Bought a 6D + 24-105L and have been playing around with shooting video.

I've never shot video on a DSLR before, so I'm not sure how to get the best possible performance from it.

I know the 6D is notorious for moire in video mode, so naturally I 'm looking to minimise it.

It's the actual settings (aperture, ISO, exposure time, picture style, etc.) that I'm not so sure about when it comes to video. 

Would really appreciate some advice from experienced videographers.

Thanks!


----------



## luciolepri (Jun 29, 2013)

Just try to keep rolling shutter speet at 1/50 to have a natural motion blur and pay more attention than when shooting pictures not to overexpose highlights. To start, I think that's all you have to do. The standard picture profile is just fine.
Then, if you wanna try some color grading, you can use the "Neutral" picture profile to have more room for adjustments in post production, but I wouldn't bother about it right now.
When you're using the camera without a tripod, I suggest you to leave the IS enabled, otherwise it's better to turn it off.
As far as ISO and aperture are concerned, nothing changes between pictures and video, just consider that with a 1920x1080 resolution and moving images sharpness is less critical, so you can easily get good results even WO. Actually, expecially with your not so fast lens, it would be a good idea to shoot WO to limit the depth od field and get a less "cheap camera" looking footage.
I think that's all you have to know, to start, if you already have experience as a photographer.

Ah, I forgot: there's nothing to do to limit moiré, there are some expensive filters you can put on the sensor but they significantly degrade borders sharpness, so they're not at all a good solution, in my opinion.


----------



## paul13walnut5 (Jun 29, 2013)

+1

Shutter is the biggest thing folk don't get. The advice to keep it at 50 is good.

I would suggest supporting the camera. A CVP SM-1 or monopod. Makes so much difference. IS is great for stills. It doesn't make a camera any lighter if you want contiguous and smooth video.

I would also suggest keeping the lens widish. Manually focus.

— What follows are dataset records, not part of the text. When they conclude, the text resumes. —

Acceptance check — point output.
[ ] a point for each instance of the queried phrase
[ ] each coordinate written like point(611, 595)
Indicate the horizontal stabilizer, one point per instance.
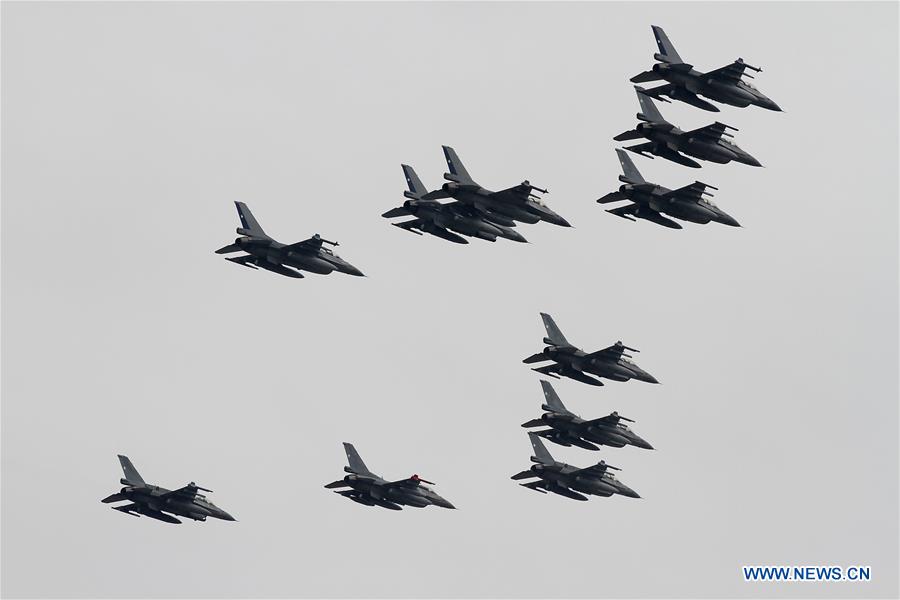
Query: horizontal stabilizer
point(616, 196)
point(667, 51)
point(631, 134)
point(538, 486)
point(524, 475)
point(645, 77)
point(228, 249)
point(400, 211)
point(649, 112)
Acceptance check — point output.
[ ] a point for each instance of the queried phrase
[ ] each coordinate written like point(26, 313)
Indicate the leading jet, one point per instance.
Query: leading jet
point(569, 481)
point(670, 142)
point(569, 361)
point(370, 489)
point(155, 502)
point(568, 429)
point(441, 220)
point(285, 259)
point(725, 85)
point(649, 201)
point(518, 203)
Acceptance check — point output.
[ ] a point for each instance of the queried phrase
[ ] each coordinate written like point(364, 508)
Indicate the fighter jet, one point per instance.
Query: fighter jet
point(155, 502)
point(569, 361)
point(688, 203)
point(435, 218)
point(519, 203)
point(723, 85)
point(570, 481)
point(668, 141)
point(368, 488)
point(264, 252)
point(568, 429)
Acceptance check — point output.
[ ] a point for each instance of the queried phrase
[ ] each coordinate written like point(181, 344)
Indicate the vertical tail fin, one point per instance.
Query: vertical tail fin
point(649, 112)
point(667, 51)
point(541, 455)
point(629, 171)
point(249, 225)
point(132, 477)
point(457, 170)
point(552, 402)
point(416, 189)
point(356, 463)
point(554, 335)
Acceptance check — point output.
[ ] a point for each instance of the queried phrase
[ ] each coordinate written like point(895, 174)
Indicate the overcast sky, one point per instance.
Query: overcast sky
point(129, 130)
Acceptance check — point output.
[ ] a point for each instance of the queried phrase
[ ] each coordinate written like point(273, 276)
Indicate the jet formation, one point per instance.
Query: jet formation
point(285, 259)
point(568, 429)
point(476, 211)
point(649, 201)
point(566, 480)
point(156, 502)
point(669, 142)
point(725, 85)
point(372, 490)
point(569, 361)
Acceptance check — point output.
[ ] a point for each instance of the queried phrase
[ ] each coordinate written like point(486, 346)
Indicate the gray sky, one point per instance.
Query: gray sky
point(129, 130)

Moire can be an issue, for any camera. I've had this debate ad infinitum with 5D3 users. There are things you can do to limit it, such as making sure your editing timeline has subtle gaussian blur applied (i find .5 to .75 px works great) and is set to progressive, and any output file or burned disc is also progressive.


----------



## Badger (Jun 29, 2013)

http://www.learningdslrvideo.com/check-before-record/


----------



## sjschall (Jun 29, 2013)

The more you shoot you'll learn what gives worse moire and aliasing (it happens a lot with fine patterns such as brick walls and plaid shirts). That way you can try to avoid shooting those subjects. Sometimes banding and flickering can be eliminated by minor shutter speed adjustments.


----------



## MLfan3 (Jun 30, 2013)

does any one know if we eventually get ML for our 6d soon?
if it is not possible , I might have to get the 5d3 soon.

thanks.


----------



## Marsu42 (Jun 30, 2013)

MLfan3 said:


> does any one know if we eventually get ML for our 6d soon?

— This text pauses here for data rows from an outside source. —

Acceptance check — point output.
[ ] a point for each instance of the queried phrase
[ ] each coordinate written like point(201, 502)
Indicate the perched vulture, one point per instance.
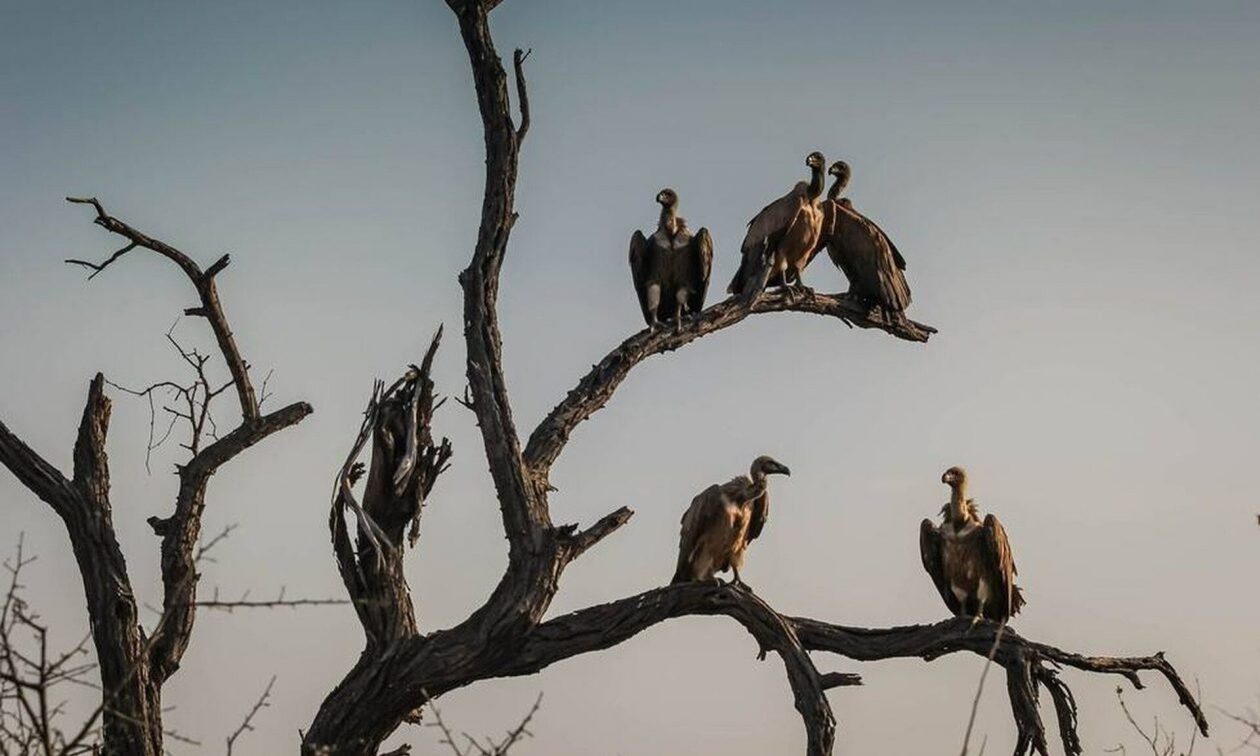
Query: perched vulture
point(786, 232)
point(969, 560)
point(861, 250)
point(670, 267)
point(722, 521)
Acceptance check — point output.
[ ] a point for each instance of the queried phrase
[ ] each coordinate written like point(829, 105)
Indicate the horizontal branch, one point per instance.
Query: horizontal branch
point(594, 391)
point(602, 626)
point(606, 625)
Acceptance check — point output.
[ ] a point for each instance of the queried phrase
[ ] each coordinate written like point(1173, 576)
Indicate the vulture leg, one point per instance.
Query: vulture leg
point(679, 306)
point(653, 304)
point(800, 285)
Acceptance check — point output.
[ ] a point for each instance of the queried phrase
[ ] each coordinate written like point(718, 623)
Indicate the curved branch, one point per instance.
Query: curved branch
point(606, 625)
point(597, 386)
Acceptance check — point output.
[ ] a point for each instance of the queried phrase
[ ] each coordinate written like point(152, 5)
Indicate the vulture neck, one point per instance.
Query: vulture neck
point(668, 219)
point(759, 484)
point(958, 509)
point(815, 183)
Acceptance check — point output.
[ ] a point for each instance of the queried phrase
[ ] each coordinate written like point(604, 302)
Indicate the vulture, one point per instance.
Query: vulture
point(785, 232)
point(861, 250)
point(970, 560)
point(670, 267)
point(722, 521)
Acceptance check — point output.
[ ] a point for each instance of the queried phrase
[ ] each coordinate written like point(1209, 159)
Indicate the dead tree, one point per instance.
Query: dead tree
point(402, 668)
point(135, 663)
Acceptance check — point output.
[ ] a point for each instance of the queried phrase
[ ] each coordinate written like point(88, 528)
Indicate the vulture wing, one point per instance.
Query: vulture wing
point(1001, 566)
point(698, 518)
point(862, 251)
point(896, 253)
point(760, 514)
point(828, 209)
point(701, 263)
point(775, 218)
point(765, 231)
point(639, 265)
point(930, 549)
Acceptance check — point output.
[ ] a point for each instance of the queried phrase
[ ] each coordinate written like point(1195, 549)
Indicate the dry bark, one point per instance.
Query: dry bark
point(402, 668)
point(135, 664)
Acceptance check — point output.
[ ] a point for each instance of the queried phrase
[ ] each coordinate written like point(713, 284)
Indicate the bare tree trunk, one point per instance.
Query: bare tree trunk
point(135, 665)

Magic Lantern is already running on the 6d just fine, including hd continuous raw video (which of course doesn't fix the aliasing problem). Head over to the ml forum and get a nightly/6d release if you want to test it, or if you're conservative wait for the official release: http://www.magiclantern.fm/forum/index.php?board=34.0


----------



## G-V (Jun 30, 2013)

Thanks for all the advice so far!


----------



## Axilrod (Jun 30, 2013)

Like they said, keep the shutter at 1/50 for 24fps and 1/60 for 30fps.

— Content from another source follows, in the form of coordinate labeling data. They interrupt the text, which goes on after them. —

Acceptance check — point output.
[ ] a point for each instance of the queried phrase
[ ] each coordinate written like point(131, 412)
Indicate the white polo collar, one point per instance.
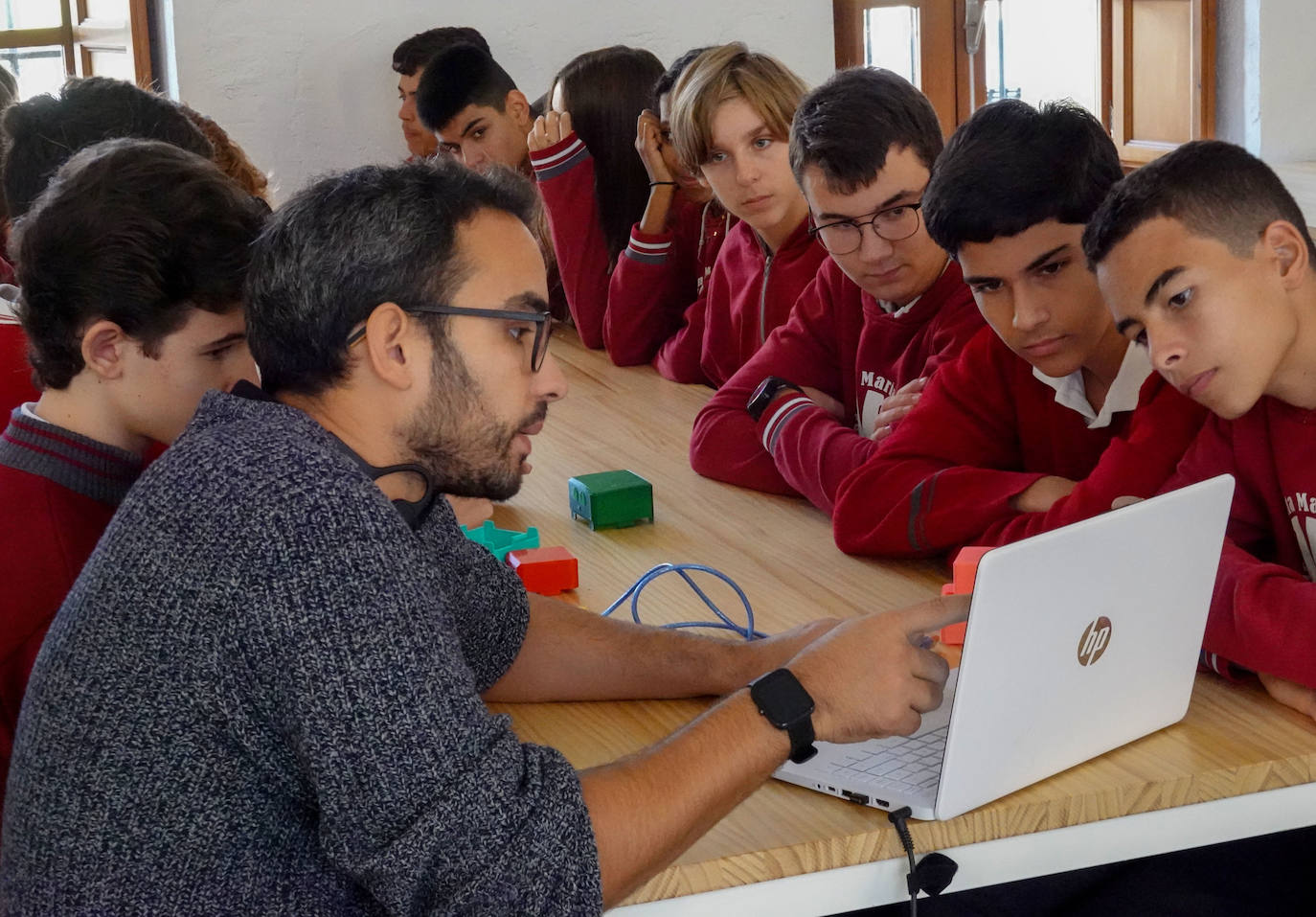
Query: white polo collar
point(1072, 392)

•Turn off highlight tone priority and noise reduction
•Use ISO's in multiples of 160, they produce the least noise
•Use a flat picture profile, I'd recommend Neutral with:
Sharpness at 0 (all the way down)
Contrast at -2 to -4
Saturation at -2 to -4


----------



## MLfan3 (Jul 4, 2013)

Marsu42 said:


> MLfan3 said:
> 
> 
> > does any one know if we eventually get ML for our 6d soon?
> ...



thank you for the link, appreciate it.


----------



## martin crombie (Jun 14, 2016)

luciolepri said:


> Just try to keep rolling shutter speet at 1/50 to have a natural motion blur and pay more attention than when shooting pictures not to overexpose highlights. To start, I think that's all you have to do. The standard picture profile is just fine.


Canon 6D doesnt have 1/50th, only 1/60th or 1/45th


----------



## tolusina (Jun 14, 2016)

martin crombie said:


> Canon 6D doesnt have 1/50th, only 1/60th or 1/45th


Custom Settings > C.Fn I:Exposure >Exposure level increments > set to 1/3 stop instead of 1/2 stop.


----------



## martin crombie (Jun 14, 2016)

:-X Many thanks


----------